There are a number of ways to do this, such as using digital forms, chatbots, and automated data capture. This can help you avoid the need to manually enter data, which can be time-consuming and expensive.
There are several software platforms that can be used to digitize customer data intake. These platforms allow customers to submit their data and sign documents electronically, which can save time and money.
There are many other software platforms available, so be sure to explore the different options and see if they offer features that can support your organization's goals.
Reduce data processing costs
Examine your data processing workflow
Your organization's data processing workflow will likely include several steps, such as data cleaning, transformation, and analysis. Each of these steps can add to the overall cost of processing data.
To reduce costs in this area, start by examining each step in your workflow and identifying ways to streamline or automate the process. For example, if you're manually cleaning data, you might be able to use a data cleansing tool to automate the process. Or, if you're doing a lot of manual data transformation, you might be able to use a tool like Trifacta Wrangler to automate some of the work.
In addition to examining your workflow, you should also look for ways to reduce the amount of data you're processing. One way to do this is by identifying and removing unused or irrelevant data. For example, if you're collecting data that you never use, or that is no longer relevant, you can save money by stopping the collection of that data.

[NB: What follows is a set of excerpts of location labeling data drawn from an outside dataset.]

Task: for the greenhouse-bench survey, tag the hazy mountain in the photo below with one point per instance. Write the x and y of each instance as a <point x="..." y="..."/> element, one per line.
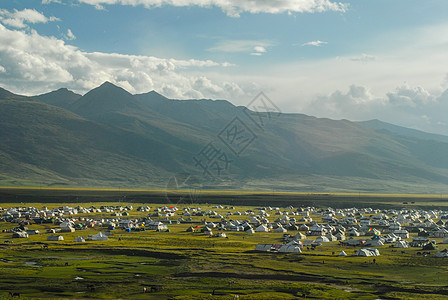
<point x="60" y="98"/>
<point x="109" y="137"/>
<point x="399" y="130"/>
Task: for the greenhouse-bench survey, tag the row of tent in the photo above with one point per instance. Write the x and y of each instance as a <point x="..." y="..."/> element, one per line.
<point x="94" y="237"/>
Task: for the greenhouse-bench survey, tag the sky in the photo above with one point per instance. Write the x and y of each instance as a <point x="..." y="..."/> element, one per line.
<point x="355" y="60"/>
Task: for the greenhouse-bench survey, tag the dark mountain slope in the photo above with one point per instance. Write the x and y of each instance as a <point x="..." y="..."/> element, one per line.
<point x="109" y="137"/>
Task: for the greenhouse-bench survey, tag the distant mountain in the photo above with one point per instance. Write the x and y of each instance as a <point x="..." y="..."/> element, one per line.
<point x="399" y="130"/>
<point x="109" y="137"/>
<point x="61" y="98"/>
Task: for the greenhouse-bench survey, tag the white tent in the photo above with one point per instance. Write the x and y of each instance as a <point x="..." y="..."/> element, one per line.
<point x="443" y="253"/>
<point x="262" y="228"/>
<point x="331" y="237"/>
<point x="300" y="236"/>
<point x="263" y="247"/>
<point x="374" y="243"/>
<point x="401" y="244"/>
<point x="280" y="229"/>
<point x="98" y="237"/>
<point x="55" y="238"/>
<point x="290" y="249"/>
<point x="322" y="239"/>
<point x="367" y="252"/>
<point x="79" y="239"/>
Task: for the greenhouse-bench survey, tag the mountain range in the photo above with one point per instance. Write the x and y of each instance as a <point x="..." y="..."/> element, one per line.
<point x="111" y="138"/>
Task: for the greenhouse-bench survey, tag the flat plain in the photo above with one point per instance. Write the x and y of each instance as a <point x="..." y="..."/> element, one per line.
<point x="190" y="265"/>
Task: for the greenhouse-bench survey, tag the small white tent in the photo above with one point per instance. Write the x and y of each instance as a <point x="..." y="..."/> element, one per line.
<point x="55" y="238"/>
<point x="367" y="252"/>
<point x="98" y="237"/>
<point x="401" y="244"/>
<point x="261" y="228"/>
<point x="280" y="229"/>
<point x="263" y="247"/>
<point x="290" y="249"/>
<point x="322" y="239"/>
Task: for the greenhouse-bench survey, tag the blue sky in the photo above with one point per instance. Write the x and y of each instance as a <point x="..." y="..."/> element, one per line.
<point x="350" y="59"/>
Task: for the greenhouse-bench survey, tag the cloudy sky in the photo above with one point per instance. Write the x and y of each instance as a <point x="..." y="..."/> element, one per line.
<point x="356" y="60"/>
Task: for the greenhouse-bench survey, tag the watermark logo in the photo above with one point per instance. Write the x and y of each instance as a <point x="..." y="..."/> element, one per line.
<point x="237" y="136"/>
<point x="261" y="110"/>
<point x="183" y="188"/>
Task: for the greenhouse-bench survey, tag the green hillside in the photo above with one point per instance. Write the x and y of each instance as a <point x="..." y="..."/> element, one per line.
<point x="111" y="138"/>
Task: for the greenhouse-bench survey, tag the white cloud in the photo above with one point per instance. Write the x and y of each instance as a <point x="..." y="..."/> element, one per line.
<point x="315" y="43"/>
<point x="70" y="36"/>
<point x="409" y="106"/>
<point x="50" y="1"/>
<point x="234" y="8"/>
<point x="234" y="46"/>
<point x="258" y="51"/>
<point x="37" y="64"/>
<point x="363" y="58"/>
<point x="19" y="18"/>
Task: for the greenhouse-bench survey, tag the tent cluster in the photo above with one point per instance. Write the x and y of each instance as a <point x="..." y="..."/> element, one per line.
<point x="281" y="248"/>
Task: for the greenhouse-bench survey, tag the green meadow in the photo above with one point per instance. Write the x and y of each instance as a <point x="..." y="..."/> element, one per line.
<point x="185" y="265"/>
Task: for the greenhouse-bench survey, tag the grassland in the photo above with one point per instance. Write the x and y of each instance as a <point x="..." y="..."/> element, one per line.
<point x="184" y="265"/>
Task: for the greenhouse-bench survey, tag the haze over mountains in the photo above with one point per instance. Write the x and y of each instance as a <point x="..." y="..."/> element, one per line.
<point x="111" y="138"/>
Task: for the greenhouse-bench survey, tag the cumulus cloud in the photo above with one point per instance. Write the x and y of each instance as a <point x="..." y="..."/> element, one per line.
<point x="234" y="46"/>
<point x="363" y="58"/>
<point x="234" y="8"/>
<point x="258" y="50"/>
<point x="50" y="1"/>
<point x="407" y="96"/>
<point x="20" y="18"/>
<point x="409" y="106"/>
<point x="70" y="36"/>
<point x="32" y="63"/>
<point x="315" y="43"/>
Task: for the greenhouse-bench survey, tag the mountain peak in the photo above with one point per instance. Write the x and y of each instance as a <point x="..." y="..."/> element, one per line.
<point x="61" y="97"/>
<point x="106" y="98"/>
<point x="7" y="95"/>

Finally, you can also save money by choosing less expensive data processing options. For example, if you're using a cloud-based data processing platform, you might be able to switch to a cheaper option that still meets your needs.
Use data more efficiently
In many cases, the way data is used can have a significant impact on costs. For example, if data is accessed frequently, it can add to the costs of storage and bandwidth.
To use data more efficiently, start by identifying which data sets are accessed most often. Then, work with your team to find ways to minimize access to these data sets. For example, you might be able to cache data locally or compress it to reduce the amount of data that needs to be transferred.

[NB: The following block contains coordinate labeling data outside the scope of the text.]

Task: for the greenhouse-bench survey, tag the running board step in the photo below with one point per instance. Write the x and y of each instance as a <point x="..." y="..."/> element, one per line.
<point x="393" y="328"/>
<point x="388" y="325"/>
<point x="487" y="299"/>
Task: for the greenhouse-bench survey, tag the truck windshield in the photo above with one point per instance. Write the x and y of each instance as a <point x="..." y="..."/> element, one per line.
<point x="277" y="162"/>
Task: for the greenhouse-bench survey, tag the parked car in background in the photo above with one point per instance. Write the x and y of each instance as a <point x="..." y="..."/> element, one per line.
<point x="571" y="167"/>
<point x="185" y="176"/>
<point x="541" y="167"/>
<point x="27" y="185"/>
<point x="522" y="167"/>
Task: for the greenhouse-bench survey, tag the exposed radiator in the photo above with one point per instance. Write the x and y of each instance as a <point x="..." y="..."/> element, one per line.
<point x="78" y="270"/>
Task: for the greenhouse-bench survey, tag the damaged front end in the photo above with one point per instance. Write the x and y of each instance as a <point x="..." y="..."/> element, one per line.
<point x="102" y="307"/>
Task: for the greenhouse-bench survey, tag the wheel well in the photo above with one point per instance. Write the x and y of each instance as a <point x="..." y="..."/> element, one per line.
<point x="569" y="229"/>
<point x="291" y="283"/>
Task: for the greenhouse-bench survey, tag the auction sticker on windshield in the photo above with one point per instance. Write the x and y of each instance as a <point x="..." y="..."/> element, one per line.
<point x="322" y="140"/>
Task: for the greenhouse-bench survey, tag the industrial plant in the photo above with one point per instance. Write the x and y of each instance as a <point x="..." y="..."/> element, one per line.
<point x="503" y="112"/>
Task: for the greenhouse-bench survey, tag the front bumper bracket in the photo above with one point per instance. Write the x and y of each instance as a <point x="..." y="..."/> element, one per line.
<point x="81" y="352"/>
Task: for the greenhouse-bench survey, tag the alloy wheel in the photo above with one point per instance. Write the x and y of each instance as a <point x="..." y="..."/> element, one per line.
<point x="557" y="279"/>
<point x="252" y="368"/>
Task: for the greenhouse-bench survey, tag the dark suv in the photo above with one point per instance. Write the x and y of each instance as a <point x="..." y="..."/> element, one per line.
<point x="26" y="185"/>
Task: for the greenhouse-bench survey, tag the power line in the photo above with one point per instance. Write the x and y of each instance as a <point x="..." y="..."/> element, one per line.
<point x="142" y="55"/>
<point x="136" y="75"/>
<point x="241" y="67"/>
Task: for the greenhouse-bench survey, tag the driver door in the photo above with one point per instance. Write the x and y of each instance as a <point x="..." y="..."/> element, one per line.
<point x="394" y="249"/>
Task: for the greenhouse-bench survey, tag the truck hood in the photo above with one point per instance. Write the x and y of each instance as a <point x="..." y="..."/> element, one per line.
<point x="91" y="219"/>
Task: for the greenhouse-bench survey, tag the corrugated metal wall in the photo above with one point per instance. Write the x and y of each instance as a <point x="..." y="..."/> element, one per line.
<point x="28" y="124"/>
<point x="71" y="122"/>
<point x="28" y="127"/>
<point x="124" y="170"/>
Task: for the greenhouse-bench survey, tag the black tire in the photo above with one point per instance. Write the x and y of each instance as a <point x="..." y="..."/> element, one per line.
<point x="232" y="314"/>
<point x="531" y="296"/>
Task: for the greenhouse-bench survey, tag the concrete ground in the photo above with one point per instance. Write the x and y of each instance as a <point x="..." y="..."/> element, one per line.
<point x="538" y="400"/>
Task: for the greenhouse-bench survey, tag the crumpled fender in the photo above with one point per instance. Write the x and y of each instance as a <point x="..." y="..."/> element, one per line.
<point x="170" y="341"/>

Reducing data storage costs
Data storage is one of the most important, but often overlooked, aspects of data management. Organizations can quickly rack up storage costs by keeping too much data, storing data in inefficient formats, or using expensive storage options.
To reduce data storage costs, start by evaluating how much data you're using. Many organizations keep large amounts of data they never use, which is a waste of money.
In addition to reducing access to data sets, you can also save money by deleting data that is no longer needed. For example, if you have data that is more than a year old, you might be able to delete it without impacting your business.
Finally, you should also consider the cost of different storage options. For example, storing data in the cloud can be more expensive than storing it on-premises. As such, you should evaluate whether the benefits of cloud storage justify the cost.
The bottom line
Data is becoming increasingly important to organizations, but so are data costs. To reduce data costs without jeopardizing growth, organizations should focus on streamlining data collection, processing, and usage. By doing so, they can save money while still leveraging data to drive growth.